Geh nach draußen und folge deinem Instinkt! Schon vor tausenden Jahren haben es die Menschen geschafft eine Partnerin zu finden und - oho - da gab es noch kein Forum mit hunderten Lesern... Denk darüber doch mal nach.

Ich habe sehr viel darüber nachgedacht, und weißt du, zu welchem Ergebnis ich gelangt bin? Eine Partnerin zu finden, ist nicht schwer, einen Partner zu finden, mit dem man glücklich ist, dagegen schon.

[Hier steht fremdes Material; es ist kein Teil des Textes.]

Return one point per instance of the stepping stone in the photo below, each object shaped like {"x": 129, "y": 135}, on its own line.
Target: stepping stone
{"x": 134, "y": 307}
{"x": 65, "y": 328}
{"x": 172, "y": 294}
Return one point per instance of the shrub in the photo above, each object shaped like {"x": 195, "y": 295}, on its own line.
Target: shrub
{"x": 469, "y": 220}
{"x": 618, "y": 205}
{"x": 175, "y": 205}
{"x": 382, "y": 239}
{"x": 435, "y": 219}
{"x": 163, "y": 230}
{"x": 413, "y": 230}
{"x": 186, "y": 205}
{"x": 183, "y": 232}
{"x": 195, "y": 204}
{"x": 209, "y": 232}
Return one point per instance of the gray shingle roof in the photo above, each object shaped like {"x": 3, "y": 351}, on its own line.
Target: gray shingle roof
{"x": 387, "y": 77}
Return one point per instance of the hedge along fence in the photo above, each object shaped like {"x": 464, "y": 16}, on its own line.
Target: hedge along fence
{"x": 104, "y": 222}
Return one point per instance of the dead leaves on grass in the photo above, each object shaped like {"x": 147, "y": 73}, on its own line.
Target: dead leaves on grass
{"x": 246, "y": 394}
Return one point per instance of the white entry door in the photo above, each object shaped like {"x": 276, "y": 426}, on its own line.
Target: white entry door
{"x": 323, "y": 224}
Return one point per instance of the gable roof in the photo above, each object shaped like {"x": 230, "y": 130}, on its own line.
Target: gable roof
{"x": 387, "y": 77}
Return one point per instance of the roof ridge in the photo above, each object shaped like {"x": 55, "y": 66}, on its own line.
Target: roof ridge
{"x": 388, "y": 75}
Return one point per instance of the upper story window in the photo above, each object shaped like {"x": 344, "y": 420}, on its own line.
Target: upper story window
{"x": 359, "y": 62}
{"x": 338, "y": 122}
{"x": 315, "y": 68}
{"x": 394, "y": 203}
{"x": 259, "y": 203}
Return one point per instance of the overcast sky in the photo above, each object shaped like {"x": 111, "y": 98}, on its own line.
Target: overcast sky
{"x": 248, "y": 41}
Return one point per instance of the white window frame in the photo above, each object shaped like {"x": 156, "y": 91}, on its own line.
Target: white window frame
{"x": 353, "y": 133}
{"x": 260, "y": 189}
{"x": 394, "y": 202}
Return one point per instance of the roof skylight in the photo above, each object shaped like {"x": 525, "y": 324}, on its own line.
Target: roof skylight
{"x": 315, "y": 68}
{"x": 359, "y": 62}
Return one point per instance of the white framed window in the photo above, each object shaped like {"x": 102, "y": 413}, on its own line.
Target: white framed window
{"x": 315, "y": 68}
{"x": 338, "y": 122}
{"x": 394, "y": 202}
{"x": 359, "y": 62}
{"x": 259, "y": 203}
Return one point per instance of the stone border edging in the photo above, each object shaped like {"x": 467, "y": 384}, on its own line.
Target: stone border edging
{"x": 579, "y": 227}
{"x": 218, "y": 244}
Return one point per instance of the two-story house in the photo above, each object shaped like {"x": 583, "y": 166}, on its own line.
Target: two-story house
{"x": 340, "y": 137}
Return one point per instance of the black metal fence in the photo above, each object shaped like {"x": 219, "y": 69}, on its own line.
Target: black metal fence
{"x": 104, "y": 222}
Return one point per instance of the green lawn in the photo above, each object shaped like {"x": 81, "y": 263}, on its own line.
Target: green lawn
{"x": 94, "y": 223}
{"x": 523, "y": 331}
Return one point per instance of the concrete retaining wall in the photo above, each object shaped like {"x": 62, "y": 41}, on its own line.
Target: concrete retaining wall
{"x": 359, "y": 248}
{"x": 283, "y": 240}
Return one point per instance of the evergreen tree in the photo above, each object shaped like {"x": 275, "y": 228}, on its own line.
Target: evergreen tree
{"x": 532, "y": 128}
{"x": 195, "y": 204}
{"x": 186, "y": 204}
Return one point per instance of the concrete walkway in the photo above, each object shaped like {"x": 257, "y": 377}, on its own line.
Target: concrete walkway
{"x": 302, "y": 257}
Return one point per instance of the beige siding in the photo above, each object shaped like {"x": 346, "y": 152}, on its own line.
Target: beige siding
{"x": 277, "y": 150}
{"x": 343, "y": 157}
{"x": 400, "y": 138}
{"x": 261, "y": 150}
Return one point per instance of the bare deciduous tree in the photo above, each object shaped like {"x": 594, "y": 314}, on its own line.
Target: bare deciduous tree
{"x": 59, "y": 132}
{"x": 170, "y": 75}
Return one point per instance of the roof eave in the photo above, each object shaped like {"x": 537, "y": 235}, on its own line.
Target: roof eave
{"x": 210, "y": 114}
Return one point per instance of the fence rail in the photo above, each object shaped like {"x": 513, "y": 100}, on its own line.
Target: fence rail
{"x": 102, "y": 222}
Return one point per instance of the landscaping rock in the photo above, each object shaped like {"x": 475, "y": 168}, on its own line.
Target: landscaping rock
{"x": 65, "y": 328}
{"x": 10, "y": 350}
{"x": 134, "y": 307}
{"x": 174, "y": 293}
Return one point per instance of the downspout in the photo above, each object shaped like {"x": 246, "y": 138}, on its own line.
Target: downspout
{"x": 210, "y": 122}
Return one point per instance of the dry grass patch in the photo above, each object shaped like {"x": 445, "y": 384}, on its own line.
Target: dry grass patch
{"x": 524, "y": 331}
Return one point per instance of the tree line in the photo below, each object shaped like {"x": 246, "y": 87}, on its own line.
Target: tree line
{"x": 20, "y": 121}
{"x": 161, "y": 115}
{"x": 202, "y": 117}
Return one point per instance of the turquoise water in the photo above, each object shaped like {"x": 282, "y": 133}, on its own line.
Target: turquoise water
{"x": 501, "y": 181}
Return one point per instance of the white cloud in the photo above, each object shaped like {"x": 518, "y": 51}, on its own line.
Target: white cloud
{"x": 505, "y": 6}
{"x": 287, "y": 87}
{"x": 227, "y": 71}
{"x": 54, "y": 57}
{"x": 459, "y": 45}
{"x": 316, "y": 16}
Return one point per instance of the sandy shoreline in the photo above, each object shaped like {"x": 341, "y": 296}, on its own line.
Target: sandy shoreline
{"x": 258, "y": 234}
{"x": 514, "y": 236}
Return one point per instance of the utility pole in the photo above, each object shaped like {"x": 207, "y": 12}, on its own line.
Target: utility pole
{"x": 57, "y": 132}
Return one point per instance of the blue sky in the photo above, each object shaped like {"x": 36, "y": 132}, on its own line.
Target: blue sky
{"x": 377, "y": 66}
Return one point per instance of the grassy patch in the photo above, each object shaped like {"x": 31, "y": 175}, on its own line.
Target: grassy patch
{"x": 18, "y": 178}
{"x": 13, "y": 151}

Du hast meinen Thread sicherlich nicht ganz gelesen (bei der Länge sei dir auch verziehen), du hast deshalb aber eine wichtige Aussage meinerseits verpasst: Ich könnte, wenn ich gewollt hätte, jetzt schon eine Freundin haben – es gab ja durchaus drei Frauen, die an mir Interesse gezeigt haben. Wenn es mir also nur darum gegangen wäre, eine Partnerin zu haben, um nicht alleine zu sein, um Kinder zeugen zu können, dann hätte ich sie schon. Zugegeben: Diese Frauen haben sich alle erst innerhalb der letzten vergangenen 12 Monaten für mich interessiert, was darauf schließen lässt, dass die vorgenommenen Veränderungen nicht ganz wirkungslos geblieben wären. Nur: Diese Frauen haben mich nicht interessiert. Bei zwei von ihnen gab es sogar mehrere gemeinsame Interessen, aber es war keine gegenseitige Faszination, keine gegenseitige Anziehung da – weder auf geistiger, noch auf körperlicher Ebene.

Früher, da wäre man mit so einer Frau sofort eine Beziehung eingegangen – es ging ja um den gesellschaftlichen Status und um den Bestand der Familie. Aber heute, das erwartet man von einer Beziehung etwas ganz anderes: Dass sie einen glücklich macht, dass man sich darin entfalten kann, usw. Natürlich gab es schon immer Ausnahmen, aber nun ist das, was früher eine Ausnahme war, die Regel. Das ist der Unterschied.